OsteoCancerNet: An Efficient and Fast Bone Cancer Diagnostic Model Combining EfficientNet B4 and SVM with RBF Kernel for X-ray Image Analysis

Bone cancer diagnosis is imperative for diagnosing and treating many forms of primary and metastatic bone cancers early. Traditional imaging techniques, such as CT, MRI, and X-ray scans, are effective but typically involve manual interpretation, which is laborious and prone to human mistake. With increased accuracy, dependability, and efficiency over conventional techniques, automated bone cancer diagnosis systems have been made possible by recent developments in machine learning (ML) and deep learning (DL). Even though a large portion of the recent literature has made significant strides in the diagnosis of bone cancer using deep learning techniques, many of these methods have numerous drawbacks, including computational complexity, overfitting in certain situations, and a lack of reliable databases. The objective of this research is to develop a method that can diagnose bone cancer as quickly, efficiently, and affordably as feasible. This method's main contribution is the combination of EfficientNetB4 and SVM algorithms, which improves accuracy, speed, and accessibility while making use of large datasets and reliable assessment measures. Combining EfficientNetB4 and SVM is crucial for diagnosing bone cancer because it harnesses the EfficientNetB4 technique's amazing capacity to extract useful features both quantitatively and qualitatively, as well as the SVM's significant advantage when it comes to binary separation.
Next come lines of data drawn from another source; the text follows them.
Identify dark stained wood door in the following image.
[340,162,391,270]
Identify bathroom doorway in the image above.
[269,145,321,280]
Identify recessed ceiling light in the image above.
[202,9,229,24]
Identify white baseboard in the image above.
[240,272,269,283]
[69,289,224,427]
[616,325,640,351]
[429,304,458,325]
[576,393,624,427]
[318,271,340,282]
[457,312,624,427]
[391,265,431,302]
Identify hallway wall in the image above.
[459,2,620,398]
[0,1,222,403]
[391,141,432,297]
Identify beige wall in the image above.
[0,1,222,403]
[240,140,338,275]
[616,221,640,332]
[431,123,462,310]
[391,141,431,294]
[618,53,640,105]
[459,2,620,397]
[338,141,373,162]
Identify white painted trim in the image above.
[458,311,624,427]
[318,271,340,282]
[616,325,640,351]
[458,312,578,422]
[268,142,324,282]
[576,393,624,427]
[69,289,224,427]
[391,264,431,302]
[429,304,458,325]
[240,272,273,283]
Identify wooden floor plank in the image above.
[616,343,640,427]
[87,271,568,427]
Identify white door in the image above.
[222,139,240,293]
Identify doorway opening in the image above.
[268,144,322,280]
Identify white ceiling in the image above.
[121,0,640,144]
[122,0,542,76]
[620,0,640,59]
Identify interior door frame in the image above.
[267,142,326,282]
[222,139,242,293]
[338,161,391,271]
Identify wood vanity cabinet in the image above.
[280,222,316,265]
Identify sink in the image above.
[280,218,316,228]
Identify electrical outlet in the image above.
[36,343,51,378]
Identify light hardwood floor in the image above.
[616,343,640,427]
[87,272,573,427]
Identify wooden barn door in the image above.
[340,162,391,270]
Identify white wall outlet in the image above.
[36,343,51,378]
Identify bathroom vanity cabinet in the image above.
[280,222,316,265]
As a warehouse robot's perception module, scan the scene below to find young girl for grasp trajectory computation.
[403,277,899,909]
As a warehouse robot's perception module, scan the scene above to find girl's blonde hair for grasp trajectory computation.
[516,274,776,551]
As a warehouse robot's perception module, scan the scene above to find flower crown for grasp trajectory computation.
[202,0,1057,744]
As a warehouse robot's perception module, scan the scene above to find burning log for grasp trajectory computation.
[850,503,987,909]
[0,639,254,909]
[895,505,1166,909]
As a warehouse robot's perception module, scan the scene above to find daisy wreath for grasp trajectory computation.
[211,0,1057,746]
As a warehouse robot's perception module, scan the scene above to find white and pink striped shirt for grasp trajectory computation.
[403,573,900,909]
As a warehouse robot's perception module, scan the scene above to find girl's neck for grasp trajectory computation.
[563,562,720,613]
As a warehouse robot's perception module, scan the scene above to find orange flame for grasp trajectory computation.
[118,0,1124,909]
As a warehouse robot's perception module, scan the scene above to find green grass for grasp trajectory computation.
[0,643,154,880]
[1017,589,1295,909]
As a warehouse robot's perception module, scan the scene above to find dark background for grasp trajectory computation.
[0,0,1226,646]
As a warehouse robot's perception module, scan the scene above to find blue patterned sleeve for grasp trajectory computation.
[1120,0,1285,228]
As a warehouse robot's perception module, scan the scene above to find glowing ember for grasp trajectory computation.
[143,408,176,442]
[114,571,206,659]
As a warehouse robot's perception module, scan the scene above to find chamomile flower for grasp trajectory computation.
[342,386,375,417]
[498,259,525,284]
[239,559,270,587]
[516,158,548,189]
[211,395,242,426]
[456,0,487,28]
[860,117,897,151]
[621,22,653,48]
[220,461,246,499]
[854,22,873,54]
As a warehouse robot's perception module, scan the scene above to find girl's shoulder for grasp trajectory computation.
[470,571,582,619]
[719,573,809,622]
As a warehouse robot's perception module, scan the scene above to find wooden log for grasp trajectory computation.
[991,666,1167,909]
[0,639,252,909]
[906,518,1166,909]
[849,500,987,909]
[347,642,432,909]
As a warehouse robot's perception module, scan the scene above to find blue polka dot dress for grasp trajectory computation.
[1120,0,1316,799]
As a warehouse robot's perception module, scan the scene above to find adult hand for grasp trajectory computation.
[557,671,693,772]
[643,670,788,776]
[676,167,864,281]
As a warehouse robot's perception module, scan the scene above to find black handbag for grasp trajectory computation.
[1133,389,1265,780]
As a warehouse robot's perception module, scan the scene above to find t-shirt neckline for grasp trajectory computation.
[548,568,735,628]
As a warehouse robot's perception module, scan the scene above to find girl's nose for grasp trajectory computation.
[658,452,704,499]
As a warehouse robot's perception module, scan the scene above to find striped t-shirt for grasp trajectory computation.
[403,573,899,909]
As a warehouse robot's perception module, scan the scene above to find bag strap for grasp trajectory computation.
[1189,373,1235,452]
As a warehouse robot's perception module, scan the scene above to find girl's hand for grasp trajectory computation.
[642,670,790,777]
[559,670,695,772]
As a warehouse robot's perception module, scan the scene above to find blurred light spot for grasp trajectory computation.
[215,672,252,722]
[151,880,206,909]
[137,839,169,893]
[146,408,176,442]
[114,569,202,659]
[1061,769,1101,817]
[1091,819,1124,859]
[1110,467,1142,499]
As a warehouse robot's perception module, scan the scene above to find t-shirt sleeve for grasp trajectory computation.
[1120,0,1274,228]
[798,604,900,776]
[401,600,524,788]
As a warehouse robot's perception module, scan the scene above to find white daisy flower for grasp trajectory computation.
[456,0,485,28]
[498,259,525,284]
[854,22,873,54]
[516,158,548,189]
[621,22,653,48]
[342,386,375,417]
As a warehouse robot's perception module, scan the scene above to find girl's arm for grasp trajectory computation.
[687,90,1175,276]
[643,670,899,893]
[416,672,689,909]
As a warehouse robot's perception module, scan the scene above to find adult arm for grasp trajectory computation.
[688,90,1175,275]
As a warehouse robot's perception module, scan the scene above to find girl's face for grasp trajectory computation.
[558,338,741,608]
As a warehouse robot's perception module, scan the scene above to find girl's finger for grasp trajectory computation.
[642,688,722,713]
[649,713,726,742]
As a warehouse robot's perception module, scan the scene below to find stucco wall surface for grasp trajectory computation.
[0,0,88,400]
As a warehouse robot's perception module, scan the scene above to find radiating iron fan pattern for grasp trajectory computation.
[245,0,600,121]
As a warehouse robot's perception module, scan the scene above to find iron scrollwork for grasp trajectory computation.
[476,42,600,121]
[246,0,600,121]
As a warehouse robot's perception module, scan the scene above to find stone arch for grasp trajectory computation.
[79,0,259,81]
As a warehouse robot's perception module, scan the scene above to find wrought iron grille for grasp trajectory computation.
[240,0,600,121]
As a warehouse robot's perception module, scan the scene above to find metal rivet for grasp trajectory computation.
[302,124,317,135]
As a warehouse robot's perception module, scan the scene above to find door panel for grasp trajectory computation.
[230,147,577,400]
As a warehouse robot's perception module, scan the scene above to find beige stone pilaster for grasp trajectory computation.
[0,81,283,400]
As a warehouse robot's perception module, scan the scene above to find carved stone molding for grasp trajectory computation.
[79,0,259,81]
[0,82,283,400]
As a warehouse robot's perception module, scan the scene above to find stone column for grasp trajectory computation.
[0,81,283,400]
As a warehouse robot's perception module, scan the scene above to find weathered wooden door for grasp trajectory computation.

After a thorough analysis of numerous research, it was determined to combine these methods as they are distinguished by their great efficiency and simplicity in job implementation, especially in medical environments where accuracy and interpretability are of utmost importance The success of the suggested methods was shown by experiments on a large dataset (which contains 35244 X-ray images), which produced 98% precision, 97.47% recall, 98% accuracy, and 98% F1-score. The suggested method's better performance and computational economy are highlighted by comparison with machine learning, deep learning, and transfer learning techniques. Furthermore, the suggested system encounters a quick inference time of 41 ms, which qualifies it for clinical real-time applications. This study offers a viable strategy for early detection and better treatment outcomes by demonstrating the potential of integrating deep learning and traditional machine learning approaches for better bone cancer diagnosis.